UDPSockets leaked under load

raykrueger commented 11 years ago

Ran into some issues today with our Sidekiq/Statsd setup. We have a nice sidekiq middleware component that wraps each job in a "time" block; it works great.

The problem is that, under load, garbage collection does not get to run and all of the UDPSockets attached to threads are left behind.

To remedy this I added a tweak to the middleware to clean up the UDPSocket after the job finishes.

class StatsdMiddleware
  def call(worker, msg, queue)
    statsd = #get statsd however
    statsd.time("#{worker.class}.perform") do
      yield
    end
  ensure
    socket = Thread.current[:statsd_socket]
    socket.close if socket
    Thread.current[:statsd_socket] = nil
  end
end

This is then added into Sidekiq as a server middleware...

Sidekiq.configure_server do |config|
  config.server_middleware do |chain|
    chain.add StatsdMiddleware
  end
end

This may be applicable to other threading/forking situations like unicorn and passenger as well.
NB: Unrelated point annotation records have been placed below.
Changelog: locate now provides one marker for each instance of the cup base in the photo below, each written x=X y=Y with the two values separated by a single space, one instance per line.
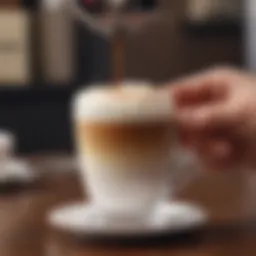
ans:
x=88 y=220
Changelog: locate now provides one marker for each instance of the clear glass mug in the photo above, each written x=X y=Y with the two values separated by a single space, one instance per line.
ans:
x=126 y=167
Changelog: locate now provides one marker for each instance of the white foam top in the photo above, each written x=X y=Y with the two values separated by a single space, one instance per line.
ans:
x=130 y=102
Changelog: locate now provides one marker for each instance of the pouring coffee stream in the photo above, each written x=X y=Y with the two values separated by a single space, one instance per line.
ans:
x=117 y=42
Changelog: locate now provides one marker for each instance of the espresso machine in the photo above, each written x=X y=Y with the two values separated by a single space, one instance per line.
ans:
x=101 y=44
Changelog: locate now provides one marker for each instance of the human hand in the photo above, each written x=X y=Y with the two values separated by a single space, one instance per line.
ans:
x=216 y=112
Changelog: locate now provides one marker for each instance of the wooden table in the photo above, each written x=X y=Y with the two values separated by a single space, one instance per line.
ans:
x=24 y=230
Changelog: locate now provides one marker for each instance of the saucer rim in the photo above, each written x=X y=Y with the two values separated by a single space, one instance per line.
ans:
x=167 y=228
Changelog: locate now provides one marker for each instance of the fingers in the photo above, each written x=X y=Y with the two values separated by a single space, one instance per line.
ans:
x=206 y=118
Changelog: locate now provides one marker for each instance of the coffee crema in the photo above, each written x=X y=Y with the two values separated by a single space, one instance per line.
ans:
x=130 y=102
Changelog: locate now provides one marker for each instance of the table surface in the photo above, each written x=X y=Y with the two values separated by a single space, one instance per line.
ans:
x=24 y=230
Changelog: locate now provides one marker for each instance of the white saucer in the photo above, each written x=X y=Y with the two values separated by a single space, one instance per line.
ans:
x=86 y=220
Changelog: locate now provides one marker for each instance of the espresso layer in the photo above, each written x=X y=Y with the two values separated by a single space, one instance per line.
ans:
x=124 y=142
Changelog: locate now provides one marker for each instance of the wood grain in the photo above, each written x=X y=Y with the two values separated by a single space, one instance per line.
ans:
x=25 y=232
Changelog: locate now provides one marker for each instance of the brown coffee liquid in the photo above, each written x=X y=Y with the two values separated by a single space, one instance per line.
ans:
x=125 y=141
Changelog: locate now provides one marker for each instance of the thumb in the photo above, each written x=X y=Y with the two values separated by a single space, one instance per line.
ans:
x=206 y=117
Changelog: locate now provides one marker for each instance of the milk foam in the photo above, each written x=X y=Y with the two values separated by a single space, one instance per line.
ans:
x=130 y=102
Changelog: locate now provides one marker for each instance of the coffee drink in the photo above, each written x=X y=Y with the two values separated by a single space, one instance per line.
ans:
x=123 y=136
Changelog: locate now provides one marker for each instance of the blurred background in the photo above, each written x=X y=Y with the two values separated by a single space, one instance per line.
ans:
x=47 y=53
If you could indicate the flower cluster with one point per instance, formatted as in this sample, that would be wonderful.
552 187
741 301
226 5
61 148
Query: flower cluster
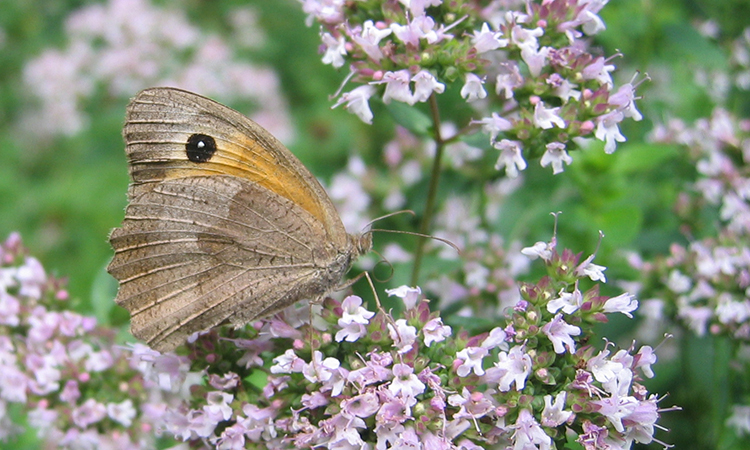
76 388
355 378
719 83
109 53
705 285
546 87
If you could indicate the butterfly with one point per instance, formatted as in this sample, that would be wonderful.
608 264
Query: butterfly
224 224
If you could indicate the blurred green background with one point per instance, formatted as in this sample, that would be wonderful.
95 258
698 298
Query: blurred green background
65 193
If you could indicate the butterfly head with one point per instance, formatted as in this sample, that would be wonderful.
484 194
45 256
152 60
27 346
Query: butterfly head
362 243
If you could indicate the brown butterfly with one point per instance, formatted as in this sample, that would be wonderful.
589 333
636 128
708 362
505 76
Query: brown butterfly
224 223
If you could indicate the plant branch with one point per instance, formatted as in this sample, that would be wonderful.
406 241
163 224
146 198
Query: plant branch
424 227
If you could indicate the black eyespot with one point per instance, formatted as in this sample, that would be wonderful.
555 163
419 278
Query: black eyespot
200 147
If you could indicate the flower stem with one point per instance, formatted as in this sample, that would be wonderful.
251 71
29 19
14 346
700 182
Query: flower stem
424 227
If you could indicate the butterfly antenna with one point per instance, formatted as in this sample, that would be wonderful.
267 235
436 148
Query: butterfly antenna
395 213
383 260
429 236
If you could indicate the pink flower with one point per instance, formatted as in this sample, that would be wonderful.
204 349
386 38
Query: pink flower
539 250
471 361
569 302
403 335
553 414
593 271
545 118
409 295
624 303
472 89
89 413
357 102
644 359
405 383
510 157
353 312
494 125
435 331
363 405
217 405
608 130
122 412
555 155
335 50
397 87
369 37
515 367
425 84
528 434
559 333
485 39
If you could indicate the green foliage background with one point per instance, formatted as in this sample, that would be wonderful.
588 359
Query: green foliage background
65 195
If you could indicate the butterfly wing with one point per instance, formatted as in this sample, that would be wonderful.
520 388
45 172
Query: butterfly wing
235 230
160 122
196 252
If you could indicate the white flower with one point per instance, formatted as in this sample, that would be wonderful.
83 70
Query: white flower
403 335
559 333
485 39
370 38
591 270
425 84
569 302
335 50
397 87
353 312
540 249
515 366
545 118
357 102
623 303
435 331
510 157
471 358
555 155
409 295
553 414
405 383
494 125
473 89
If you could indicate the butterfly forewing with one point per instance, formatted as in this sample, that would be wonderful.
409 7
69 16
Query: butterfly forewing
224 223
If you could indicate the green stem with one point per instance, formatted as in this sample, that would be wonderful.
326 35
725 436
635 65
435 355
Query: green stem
424 227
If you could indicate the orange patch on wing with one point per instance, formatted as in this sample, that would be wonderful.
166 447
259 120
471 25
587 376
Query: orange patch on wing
246 158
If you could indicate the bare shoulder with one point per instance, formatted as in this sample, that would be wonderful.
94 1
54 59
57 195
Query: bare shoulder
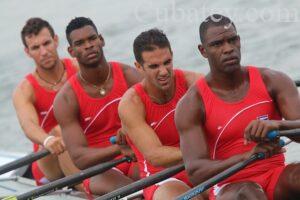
276 80
130 99
131 75
24 92
65 102
190 109
191 77
75 63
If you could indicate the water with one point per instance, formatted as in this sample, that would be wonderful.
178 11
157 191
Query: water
269 33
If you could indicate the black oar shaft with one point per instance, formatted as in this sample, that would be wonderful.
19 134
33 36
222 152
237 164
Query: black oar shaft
143 183
72 179
23 161
290 133
219 177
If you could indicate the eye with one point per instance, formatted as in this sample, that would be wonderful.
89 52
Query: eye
233 39
216 43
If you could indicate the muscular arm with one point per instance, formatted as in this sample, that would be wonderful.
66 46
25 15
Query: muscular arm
189 116
23 100
286 97
132 114
66 112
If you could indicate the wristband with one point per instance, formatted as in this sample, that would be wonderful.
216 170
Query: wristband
47 140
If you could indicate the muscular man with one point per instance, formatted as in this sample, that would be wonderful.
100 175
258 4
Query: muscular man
147 113
34 96
86 107
233 103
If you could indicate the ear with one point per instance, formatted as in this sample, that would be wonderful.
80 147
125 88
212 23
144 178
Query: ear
138 66
27 51
55 38
71 51
202 50
102 40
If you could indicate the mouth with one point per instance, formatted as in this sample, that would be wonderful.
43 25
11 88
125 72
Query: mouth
231 60
92 55
164 80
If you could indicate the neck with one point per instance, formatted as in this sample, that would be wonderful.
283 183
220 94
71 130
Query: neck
158 95
96 75
227 81
53 74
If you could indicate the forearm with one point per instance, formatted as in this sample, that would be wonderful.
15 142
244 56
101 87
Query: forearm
290 124
85 157
164 156
203 169
34 132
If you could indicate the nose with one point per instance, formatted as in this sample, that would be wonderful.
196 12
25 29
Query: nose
88 45
163 71
43 51
228 48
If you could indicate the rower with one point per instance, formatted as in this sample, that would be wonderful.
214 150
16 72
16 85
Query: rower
33 99
224 119
147 113
86 107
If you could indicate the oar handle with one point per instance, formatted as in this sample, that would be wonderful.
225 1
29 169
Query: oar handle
287 133
113 139
23 161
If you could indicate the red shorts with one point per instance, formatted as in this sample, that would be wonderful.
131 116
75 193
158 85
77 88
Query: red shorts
124 168
38 175
267 181
149 191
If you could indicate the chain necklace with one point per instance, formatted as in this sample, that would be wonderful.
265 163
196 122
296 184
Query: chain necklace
101 88
53 84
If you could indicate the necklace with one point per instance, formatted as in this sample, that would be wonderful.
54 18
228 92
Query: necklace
157 100
101 88
53 84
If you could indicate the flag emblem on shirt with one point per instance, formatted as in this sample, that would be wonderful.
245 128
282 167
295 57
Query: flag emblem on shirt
263 117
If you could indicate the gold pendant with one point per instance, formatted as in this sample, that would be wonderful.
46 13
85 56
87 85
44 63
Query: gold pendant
102 91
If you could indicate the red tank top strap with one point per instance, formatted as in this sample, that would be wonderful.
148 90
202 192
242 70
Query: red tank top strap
71 70
118 75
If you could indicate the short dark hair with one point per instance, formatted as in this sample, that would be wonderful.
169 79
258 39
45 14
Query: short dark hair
213 20
33 26
77 23
148 41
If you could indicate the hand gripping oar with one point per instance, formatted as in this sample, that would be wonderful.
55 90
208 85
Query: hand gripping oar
23 161
143 183
69 180
223 175
286 133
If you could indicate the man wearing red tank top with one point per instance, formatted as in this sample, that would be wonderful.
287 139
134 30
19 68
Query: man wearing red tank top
33 99
86 107
147 113
224 119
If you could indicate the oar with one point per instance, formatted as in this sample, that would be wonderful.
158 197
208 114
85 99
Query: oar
69 180
143 183
23 161
286 133
223 175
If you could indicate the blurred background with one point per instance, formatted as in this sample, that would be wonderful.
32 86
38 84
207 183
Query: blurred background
269 33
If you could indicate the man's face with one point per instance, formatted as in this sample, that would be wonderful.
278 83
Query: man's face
221 47
86 46
42 48
158 67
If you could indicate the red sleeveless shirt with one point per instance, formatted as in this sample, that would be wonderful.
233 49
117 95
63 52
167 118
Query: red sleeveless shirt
44 99
99 117
226 121
161 119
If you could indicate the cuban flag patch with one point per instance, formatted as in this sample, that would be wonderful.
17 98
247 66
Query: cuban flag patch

I could package this up as an optional class or something, not sure if that's going too far. If nothing else, a wiki page might be good.

raggi commented 11 years ago

The problem is that, under load, garbage collection does not get to run

The above is your bug.

attached to threads are left behind

You have a bigger problem, because this means the threads are being left behind. The threads are more expensive than the sockets.

This may be applicable to other threading/forking situations like unicorn and passenger as well.

It should not be, unicorn is single threaded, and I don't know about passenger, but I'd hope it's using thread pools.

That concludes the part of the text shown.